Most cancer deaths occur because of metastasis, yet progress in preventing and treating migratory cancer cells has been slow.
“It’s been particularly challenging to design drugs that work against metastasis,” said Taran Gujral, research fellow in systems biology at Harvard Medical School. “Unfortunately, many cancers aren’t detected until after they’ve already metastasized.”
Gujral and colleagues have now identified a cellular culprit that should help researchers better understand how metastasis begins. Their findings may also inform the design of new treatments to combat it.
As reported in Cell, the team discovered that an overabundance of a cell receptor called Frizzled-2, along with its activator, Wnt5, appears to raise a tumor’s likelihood of metastasizing by triggering a process known as the epithelial-mesenchymal transition, or EMT.
EMT normally plays a role in human development, allowing certain cells to become mobile and invasive so they can move around and form new structures in the growing embryo. Previous studies have linked EMT to cancer metastasis, where tumor cells acquire those properties to disastrous effect. The question has been: How exactly does that happen?
“This study makes big headway on an extremely important medical problem: what makes one type of tumor metastasize and another type not,” said Marc Kirschner, John Franklin Enders University Professor of Systems Biology at HMS, chair of the Department of Systems Biology and co-senior author of the paper.
“On a basic biology level, it also reports the unexpected discovery of a brand-new cell signaling pathway,” Kirschner added.
After learning the importance of Frizzled-2, the researchers developed an antibody to block it. The antibody curbed metastasis in mice with certain types of tumors.
The researchers are now pursuing further studies of the antibody with the hope that it can one day be turned into a metastasis-fighting drug.
“Discovering that Frizzled-2 and Wnt5 play a causal role in EMT and metastasis is directly actionable,” said co-senior author Gavin MacBeath, lecturer in systems biology at HMS and senior vice president at Merrimack Pharmaceuticals.
“Frizzled-2 provides a promising new therapeutic target to prevent or delay metastasis, and both Frizzled-2 and Wnt5 are potential biomarkers that can be used to identify which patients are most at risk of metastasis and could benefit from Frizzled-2-directed therapy,” MacBeath said.
The study also illuminates an important biological process and may contribute to better predictions of metastasis likelihood and patient survival.
Researchers had known that cell signaling pathways activated by the Wnt (“wint”) protein family influence EMT, but they weren’t sure how. First author Gujral and his colleagues examined various Wnt signals, and the Frizzled family of receptors they bind to, in many cancer cell lines.
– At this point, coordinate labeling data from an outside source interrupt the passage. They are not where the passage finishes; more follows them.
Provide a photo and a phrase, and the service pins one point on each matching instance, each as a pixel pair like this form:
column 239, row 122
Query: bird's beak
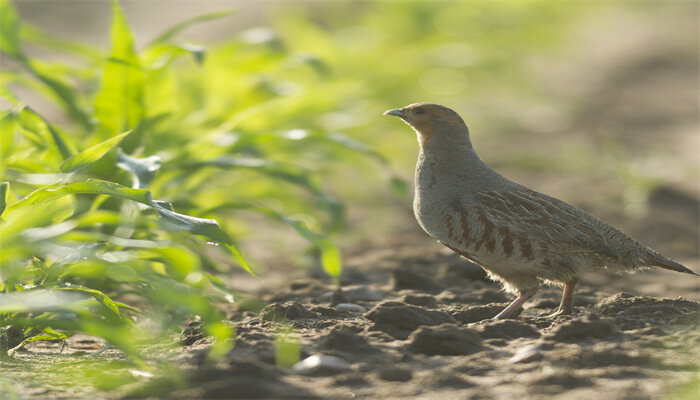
column 399, row 112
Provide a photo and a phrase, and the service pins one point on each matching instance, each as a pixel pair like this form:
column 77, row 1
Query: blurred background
column 595, row 103
column 257, row 126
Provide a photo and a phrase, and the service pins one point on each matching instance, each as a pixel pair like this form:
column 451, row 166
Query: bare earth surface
column 413, row 321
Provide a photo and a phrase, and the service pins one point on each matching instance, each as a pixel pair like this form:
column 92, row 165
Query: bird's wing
column 544, row 219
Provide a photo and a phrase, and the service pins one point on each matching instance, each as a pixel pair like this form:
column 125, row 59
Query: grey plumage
column 519, row 236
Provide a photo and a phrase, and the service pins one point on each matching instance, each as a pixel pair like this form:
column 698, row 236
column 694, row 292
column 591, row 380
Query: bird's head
column 429, row 120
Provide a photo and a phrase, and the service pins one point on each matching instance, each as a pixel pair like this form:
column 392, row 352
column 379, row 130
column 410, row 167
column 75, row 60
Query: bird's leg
column 516, row 304
column 567, row 299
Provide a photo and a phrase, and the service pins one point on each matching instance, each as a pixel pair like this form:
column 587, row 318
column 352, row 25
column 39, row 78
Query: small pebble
column 350, row 307
column 321, row 364
column 526, row 354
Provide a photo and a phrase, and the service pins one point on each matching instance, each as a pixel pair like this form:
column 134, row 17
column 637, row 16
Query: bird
column 522, row 238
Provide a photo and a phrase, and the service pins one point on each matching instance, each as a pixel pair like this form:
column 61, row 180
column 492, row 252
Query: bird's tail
column 657, row 260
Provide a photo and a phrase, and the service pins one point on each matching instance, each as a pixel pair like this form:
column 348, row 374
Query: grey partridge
column 521, row 237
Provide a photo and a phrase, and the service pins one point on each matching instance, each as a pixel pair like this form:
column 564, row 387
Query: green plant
column 83, row 224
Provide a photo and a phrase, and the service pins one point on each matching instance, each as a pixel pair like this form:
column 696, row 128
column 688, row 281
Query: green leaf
column 330, row 258
column 97, row 295
column 7, row 135
column 119, row 103
column 91, row 186
column 142, row 169
column 4, row 190
column 199, row 226
column 9, row 30
column 168, row 34
column 31, row 121
column 288, row 172
column 89, row 156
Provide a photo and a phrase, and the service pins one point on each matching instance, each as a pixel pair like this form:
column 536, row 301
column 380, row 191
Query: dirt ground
column 413, row 321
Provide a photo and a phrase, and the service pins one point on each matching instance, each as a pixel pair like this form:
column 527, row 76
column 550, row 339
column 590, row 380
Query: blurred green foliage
column 121, row 216
column 82, row 227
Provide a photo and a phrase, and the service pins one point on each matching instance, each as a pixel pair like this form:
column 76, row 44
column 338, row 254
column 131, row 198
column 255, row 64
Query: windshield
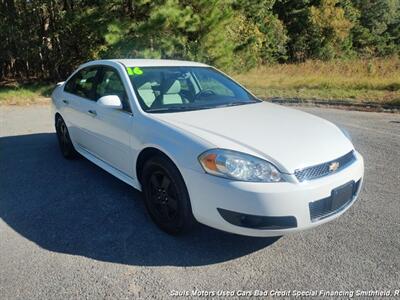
column 171, row 89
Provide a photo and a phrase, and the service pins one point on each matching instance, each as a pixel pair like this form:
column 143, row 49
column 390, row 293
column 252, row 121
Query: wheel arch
column 147, row 153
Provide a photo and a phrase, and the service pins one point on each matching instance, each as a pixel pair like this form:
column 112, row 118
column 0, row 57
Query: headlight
column 238, row 166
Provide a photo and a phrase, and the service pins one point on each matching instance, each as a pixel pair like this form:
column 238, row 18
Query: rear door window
column 82, row 83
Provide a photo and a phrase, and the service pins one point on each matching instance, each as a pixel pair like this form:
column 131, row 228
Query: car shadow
column 75, row 207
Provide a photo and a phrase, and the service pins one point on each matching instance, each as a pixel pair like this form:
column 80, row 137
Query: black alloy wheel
column 166, row 197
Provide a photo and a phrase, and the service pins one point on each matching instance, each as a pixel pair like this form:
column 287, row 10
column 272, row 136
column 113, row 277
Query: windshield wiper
column 175, row 109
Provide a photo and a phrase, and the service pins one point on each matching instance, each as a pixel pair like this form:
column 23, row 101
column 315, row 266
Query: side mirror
column 110, row 101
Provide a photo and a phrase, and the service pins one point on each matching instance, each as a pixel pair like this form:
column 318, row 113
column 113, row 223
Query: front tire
column 166, row 196
column 64, row 140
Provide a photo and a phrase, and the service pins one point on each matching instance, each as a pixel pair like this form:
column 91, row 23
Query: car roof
column 154, row 63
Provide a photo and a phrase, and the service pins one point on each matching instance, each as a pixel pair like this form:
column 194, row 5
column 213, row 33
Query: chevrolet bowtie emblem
column 334, row 166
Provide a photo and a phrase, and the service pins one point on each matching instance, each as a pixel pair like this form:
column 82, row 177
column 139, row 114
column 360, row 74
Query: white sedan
column 203, row 148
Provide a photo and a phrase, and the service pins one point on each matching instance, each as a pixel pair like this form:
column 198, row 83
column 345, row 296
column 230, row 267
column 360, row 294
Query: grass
column 12, row 93
column 376, row 80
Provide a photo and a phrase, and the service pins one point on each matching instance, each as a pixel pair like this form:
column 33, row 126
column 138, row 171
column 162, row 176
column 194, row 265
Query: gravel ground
column 70, row 230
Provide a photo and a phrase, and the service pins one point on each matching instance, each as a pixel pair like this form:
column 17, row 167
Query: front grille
column 329, row 206
column 323, row 169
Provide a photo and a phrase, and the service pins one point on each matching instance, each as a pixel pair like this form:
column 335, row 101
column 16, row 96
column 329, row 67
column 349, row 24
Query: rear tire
column 166, row 197
column 64, row 140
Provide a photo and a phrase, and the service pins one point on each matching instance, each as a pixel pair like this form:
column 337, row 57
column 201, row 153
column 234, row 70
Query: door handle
column 93, row 113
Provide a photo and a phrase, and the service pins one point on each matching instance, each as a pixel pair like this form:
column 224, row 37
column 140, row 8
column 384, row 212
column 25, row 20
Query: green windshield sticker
column 137, row 71
column 134, row 71
column 130, row 71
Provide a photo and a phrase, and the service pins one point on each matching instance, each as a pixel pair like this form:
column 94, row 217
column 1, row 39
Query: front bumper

They found that Wnt5 and its receptor, Frizzled-2, were present at higher than normal levels in metastatic liver, breast, lung and colon cancer cell lines. In tissue samples from 48 cancer patients, Frizzled-2 was higher in late-stage cancers than in early-stage cancers. And patients with late-stage liver cancer who had high levels of Frizzled-2 had lower survival rates.
The team then painstakingly pieced together the players linking Wnt5 with the onset of metastatic behavior and discovered a previously unknown Wnt pathway. Frizzled-2, it turned out, could activate STAT3, which is known to drive cancer through EMT.
In addition to exploring Frizzled-2 as a new drug target, a potential biomarker for metastasis and a possible addition to the factors that predict patient survival, next steps include nailing down other pathway players to gain a full understanding of EMT in cancer and beyond.
“Although it will take time to determine whether this discovery can be translated into a novel therapeutic option for patients, I am very excited about the potential,” said MacBeath. “Significant advances in combating cancer must come from new approaches, and developing precision therapeutics that prevent metastasis provides a promising and different way to fight this devastating disease.”
Other authors on the paper were Peter Sorger, Otto Krayer Professor of Systems Pharmacology at HMS; Leonid Peshkin, lecturer on systems biology at HMS; and Marina Chan, former postdoctoral fellow in systems biology in the MacBeath Lab.
This work was funded by the National Institutes of Health (grants R01 GM072872, P50 GM68762, U54 HG006097, R01 HD073104 and R01 GM103785).